Europe's hyena, as W. Churchill called Poland non-diplomatically, was one of the first to regret her short-sightedness, becoming another victim of Nazi Germany in the world war that began on September 1 on September 1939. The following were France and the United Kingdom. But didn't they themselves in Munich give this war a green light?
We emphasize the most important features of the Munich Agreement: first, it was the agreed dictate of Germany and England (France and Italy followed in the wake of their partners); secondly, Hungary and Poland were complicit in the collusion and partition of Czechoslovakia: the latter occupied the Teshen region, and Hungary - the southern regions of Slovakia; thirdly, the Soviet Union was isolated. The measures he took in support of Czechoslovakia (concentration of troops on the western borders, diplomatic demarches) were not successful.
Britain and France hoped to pacify Germany at the cost of territorial concessions at the expense of Czechoslovakia, to divert the charge of its aggressive policy from itself.
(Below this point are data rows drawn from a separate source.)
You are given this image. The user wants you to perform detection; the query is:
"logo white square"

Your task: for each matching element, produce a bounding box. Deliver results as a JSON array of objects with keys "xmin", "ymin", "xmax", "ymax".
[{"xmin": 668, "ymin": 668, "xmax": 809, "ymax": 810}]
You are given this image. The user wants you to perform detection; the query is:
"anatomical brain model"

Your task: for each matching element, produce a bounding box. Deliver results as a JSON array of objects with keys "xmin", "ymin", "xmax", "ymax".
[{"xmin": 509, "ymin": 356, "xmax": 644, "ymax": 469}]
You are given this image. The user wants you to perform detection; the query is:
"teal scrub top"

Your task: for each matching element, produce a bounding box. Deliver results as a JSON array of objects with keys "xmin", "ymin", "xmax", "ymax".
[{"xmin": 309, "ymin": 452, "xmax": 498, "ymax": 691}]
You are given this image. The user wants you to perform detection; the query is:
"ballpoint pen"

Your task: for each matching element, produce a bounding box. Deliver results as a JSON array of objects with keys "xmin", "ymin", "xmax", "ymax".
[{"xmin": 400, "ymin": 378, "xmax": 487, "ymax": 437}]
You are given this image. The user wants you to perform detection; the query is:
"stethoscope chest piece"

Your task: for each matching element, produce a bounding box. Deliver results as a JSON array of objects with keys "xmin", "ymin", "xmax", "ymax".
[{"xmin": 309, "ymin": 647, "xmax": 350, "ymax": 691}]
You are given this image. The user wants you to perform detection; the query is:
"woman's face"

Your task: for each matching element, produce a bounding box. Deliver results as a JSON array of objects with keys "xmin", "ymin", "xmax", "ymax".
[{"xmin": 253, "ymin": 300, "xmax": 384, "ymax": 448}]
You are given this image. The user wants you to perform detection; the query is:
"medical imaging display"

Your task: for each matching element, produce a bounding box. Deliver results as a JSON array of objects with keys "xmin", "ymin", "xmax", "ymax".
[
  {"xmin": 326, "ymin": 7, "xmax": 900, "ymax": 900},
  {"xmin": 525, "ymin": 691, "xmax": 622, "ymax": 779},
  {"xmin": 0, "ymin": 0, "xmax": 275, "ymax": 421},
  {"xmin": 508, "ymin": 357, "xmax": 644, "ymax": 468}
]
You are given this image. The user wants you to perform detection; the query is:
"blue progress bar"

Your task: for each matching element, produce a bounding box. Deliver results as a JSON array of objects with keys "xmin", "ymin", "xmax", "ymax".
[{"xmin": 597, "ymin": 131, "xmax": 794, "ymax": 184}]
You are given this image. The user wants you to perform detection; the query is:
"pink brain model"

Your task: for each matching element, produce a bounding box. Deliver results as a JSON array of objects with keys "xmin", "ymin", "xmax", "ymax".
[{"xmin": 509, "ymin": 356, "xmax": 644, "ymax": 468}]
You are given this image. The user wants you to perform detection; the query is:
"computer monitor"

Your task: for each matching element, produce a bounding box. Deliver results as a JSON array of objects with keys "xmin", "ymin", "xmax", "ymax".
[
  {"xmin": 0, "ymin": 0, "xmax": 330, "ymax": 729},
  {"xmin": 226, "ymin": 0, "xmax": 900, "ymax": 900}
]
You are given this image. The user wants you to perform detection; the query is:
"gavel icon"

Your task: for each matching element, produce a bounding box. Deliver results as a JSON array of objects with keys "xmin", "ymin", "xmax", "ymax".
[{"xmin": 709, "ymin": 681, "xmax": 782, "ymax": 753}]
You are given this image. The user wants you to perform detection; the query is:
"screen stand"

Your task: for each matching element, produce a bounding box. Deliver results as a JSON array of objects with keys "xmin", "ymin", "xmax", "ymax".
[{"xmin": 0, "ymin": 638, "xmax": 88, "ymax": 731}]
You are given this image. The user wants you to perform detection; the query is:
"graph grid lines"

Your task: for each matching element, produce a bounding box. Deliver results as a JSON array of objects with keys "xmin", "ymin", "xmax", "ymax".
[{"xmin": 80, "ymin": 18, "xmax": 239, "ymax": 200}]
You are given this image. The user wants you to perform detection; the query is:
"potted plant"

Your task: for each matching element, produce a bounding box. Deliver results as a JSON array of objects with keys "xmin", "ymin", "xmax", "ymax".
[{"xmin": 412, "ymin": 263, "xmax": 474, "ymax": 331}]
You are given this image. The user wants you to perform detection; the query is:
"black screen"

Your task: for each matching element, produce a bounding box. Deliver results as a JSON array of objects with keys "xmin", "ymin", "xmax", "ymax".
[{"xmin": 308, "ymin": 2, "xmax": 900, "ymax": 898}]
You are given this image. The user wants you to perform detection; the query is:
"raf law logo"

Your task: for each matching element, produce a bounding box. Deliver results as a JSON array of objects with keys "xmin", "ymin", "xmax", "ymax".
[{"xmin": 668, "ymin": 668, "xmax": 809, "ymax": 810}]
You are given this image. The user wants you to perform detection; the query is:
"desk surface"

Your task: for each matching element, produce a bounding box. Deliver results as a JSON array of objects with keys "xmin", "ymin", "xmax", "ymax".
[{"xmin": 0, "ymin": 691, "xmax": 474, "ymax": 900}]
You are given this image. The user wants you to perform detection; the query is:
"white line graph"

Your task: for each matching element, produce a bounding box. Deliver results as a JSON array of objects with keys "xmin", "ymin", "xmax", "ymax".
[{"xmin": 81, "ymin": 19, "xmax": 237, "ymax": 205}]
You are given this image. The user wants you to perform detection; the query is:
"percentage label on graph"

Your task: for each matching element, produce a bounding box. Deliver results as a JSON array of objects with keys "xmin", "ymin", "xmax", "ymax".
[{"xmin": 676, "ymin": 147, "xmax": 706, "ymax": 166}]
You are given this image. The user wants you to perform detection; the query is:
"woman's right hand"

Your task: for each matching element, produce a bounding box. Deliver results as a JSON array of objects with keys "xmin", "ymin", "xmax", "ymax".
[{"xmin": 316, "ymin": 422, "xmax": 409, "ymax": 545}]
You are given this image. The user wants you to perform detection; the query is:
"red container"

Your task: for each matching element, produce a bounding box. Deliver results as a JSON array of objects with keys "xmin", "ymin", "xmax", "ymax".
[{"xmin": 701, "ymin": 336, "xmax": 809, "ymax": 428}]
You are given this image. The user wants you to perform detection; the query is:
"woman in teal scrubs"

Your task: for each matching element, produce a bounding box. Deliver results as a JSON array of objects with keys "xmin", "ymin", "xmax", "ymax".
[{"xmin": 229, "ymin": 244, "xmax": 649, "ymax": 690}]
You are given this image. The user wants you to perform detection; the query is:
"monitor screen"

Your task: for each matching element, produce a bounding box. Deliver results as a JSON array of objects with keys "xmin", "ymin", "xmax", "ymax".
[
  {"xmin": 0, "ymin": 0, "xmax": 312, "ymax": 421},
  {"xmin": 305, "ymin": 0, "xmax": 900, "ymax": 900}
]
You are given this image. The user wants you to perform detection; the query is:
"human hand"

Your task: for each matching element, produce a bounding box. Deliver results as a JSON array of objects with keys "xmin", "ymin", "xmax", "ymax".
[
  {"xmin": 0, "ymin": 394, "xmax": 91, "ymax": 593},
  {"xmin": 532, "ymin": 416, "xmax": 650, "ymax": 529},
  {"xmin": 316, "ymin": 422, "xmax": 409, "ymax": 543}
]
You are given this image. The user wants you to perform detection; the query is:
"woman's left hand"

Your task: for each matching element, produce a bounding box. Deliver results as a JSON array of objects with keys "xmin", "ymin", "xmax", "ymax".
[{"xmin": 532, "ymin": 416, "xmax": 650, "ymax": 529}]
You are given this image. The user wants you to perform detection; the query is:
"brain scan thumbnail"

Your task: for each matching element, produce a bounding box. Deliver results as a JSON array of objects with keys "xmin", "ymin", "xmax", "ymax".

Soviet intelligence reported to Moscow that before the departure from Munich, Chamberlain again met with Hitler, who confidentially told the British prime minister: "We have enough planes to attack the USSR, especially since there is no longer any danger of basing Soviet planes on Czechoslovak airfields."
The Munich deal overnight destroyed with such difficulty the framework of the collective security system in Europe, which was based on the Soviet-French and Soviet-Czechoslovak treaties on mutual assistance. Having absorbed Czechoslovakia, Hitler, seeing perfectly well that no Western state or grouping of states is going to prevent him from territorial division, 3 on April 1939 gave a completely secret directive, which determined the time of the attack on Poland - 1 of September of the same year.
Under these conditions, the Soviet Union had no choice but, avoiding danger, to remain face to face with the possible united front of the Western powers, to go in August 1939 to sign a non-aggression treaty with Germany.
Today, by relieving themselves of the responsibility for “appeasing” Hitler, which resulted in a world conflagration, Western politicians and historians are trying to shift it onto other people's shoulders - to accuse the Soviet Union of provoking the Second World War. In fact, they still cannot forgive the Soviet leadership that, having completed a brilliant diplomatic maneuver, it slipped out of the trap set for the USSR and, thanks to the non-aggression treaty with Germany, avoided the prospect of war with the united forces of the West and left the Anglo-Saxons with the Wehrmacht the French, who, caressing Hitler, so strove to send him east.